Let $p$ be an odd prime number. Let $a$ be an integer that is not divisible by $p$. Then the equation

$x^2 \equiv a \ (\text{mod} \ p) \ \ \ \ \ \ \ \ \ \ \ \ \ \ \ \ \ \ \ \ \ \ \ \ \ \ \ \ \ \ \ \ \ \ \ \ \ \ \ \ \ \ \ \ \ (1)$

has no solutions or exactly two solutions.

Proof of Lemma 1
If equation (1) has no solutions, then we are done. Suppose it has at least one solution, say $x=r$. We have $r^2 \equiv a \ (\text{mod} \ p)$. It follows that $x=-r \equiv p-r \ (\text{mod} \ p)$ is a solution of equation (1) too.

We claim $x=r$ and $x=p-r$ are distinct modulo $p$. To see this, suppose $p-r \equiv r \ (\text{mod} \ p)$. Then $p \ \lvert \ (p-2r)$. Because $p$ is an odd prime, $p \not \lvert \ 2$. So $p \ \lvert \ r$. This implies that $p \ \lvert \ r^2$. Because $p \ \lvert \ (r^2-a)$, $p \ \lvert \ a$, contradicting the assumption that $p \not \lvert \ a$. Thus $p-r \not \equiv r \ (\text{mod} \ p)$, demonstrating that equation (1) has at least two solutions.

It remains to be shown that any solution of equation (1) must be congruent to one of $x=r$ and $x=p-r$. Suppose $t^2 \equiv a \ (\text{mod} \ p)$. Then $t^2 \equiv r^2 \ (\text{mod} \ p)$. It follows that $p \ \lvert \ (t-r)(t+r)$. Thus $p$ must divide one of the two factors (Euclid’s lemma). The case $p \ \lvert \ (t-r)$ implies $t \equiv r \ (\text{mod} \ p)$. The case $p \ \lvert \ (t+r)$ implies $t \equiv -r \ (\text{mod} \ p)$. $\blacksquare$

Corollary 2

Let $p$ be an odd prime number.
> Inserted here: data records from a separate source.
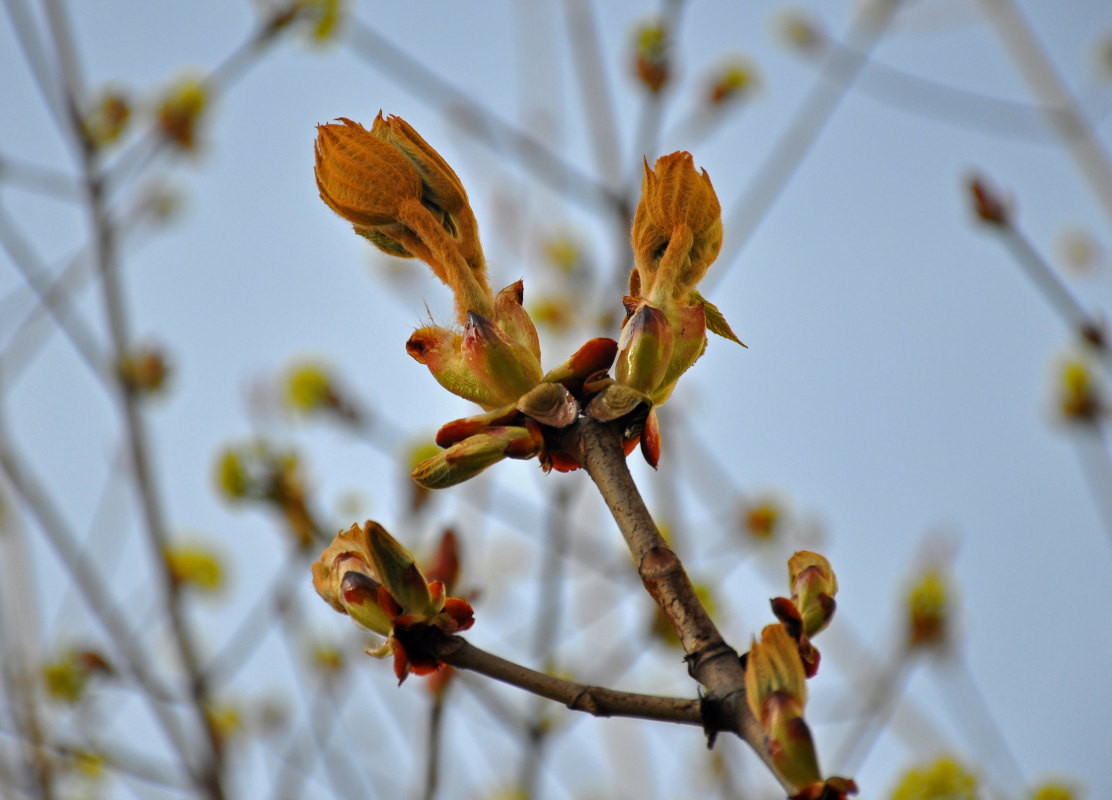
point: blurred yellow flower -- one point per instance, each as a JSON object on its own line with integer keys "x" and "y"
{"x": 1053, "y": 790}
{"x": 945, "y": 779}
{"x": 230, "y": 475}
{"x": 65, "y": 682}
{"x": 308, "y": 387}
{"x": 180, "y": 111}
{"x": 929, "y": 609}
{"x": 108, "y": 118}
{"x": 191, "y": 565}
The equation $x^2 \equiv a \ (\text{mod} \ p)$ has exactly two solutions for $\displaystyle \frac{p-1}{2}$ many numbers $a \in \left\{1,2,\cdots,p-1 \right\}$ and has no solutions for the other $\displaystyle \frac{p-1}{2}$ numbers $a \in \left\{1,2,\cdots,p-1 \right\}$.

Remark
For the even prime $p=2$, the equation $x^2 \equiv a \ (\text{mod} \ 2)$ is not an interesting one. For $x^2 \equiv 0 \ (\text{mod} \ 2)$, $x=0$ is the only solution. For $x^2 \equiv 1 \ (\text{mod} \ 2)$, $x=1$ is the only solution.
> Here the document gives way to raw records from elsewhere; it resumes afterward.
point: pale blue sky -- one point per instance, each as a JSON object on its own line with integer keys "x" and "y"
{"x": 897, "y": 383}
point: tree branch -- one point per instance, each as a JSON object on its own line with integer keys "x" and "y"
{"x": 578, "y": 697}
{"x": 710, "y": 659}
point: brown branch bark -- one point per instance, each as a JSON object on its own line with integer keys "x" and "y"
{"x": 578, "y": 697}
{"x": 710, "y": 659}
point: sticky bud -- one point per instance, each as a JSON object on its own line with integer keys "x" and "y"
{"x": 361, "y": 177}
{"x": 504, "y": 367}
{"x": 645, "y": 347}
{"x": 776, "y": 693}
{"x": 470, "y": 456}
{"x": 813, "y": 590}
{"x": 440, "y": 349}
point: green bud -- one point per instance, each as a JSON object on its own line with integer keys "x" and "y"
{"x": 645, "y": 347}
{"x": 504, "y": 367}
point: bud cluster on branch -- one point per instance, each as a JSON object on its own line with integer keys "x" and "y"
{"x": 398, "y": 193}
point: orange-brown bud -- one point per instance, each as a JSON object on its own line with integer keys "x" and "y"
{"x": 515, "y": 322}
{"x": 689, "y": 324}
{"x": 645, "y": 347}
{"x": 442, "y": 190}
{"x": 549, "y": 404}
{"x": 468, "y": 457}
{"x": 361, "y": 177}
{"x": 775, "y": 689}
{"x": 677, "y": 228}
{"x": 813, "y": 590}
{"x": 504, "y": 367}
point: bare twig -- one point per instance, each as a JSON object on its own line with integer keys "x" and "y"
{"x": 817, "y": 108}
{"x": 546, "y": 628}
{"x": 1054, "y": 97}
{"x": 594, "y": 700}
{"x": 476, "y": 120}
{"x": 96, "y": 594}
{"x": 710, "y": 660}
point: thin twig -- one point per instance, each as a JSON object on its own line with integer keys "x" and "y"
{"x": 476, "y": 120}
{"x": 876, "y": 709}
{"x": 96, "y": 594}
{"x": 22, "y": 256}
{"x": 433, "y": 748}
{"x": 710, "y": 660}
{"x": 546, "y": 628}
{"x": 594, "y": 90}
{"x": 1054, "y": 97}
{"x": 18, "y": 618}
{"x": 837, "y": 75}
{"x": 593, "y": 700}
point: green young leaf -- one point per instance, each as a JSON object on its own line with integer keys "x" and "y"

For composite moduli, the quadratic equation $x^2 \equiv a \ (\text{mod} \ m)$ can have more than two solutions. For example, $x^2 \equiv 1 \ (\text{mod} \ 8)$ has four solutions $x=1,3,5,7$.

For these reasons, we only work with odd prime moduli for quadratic congruences.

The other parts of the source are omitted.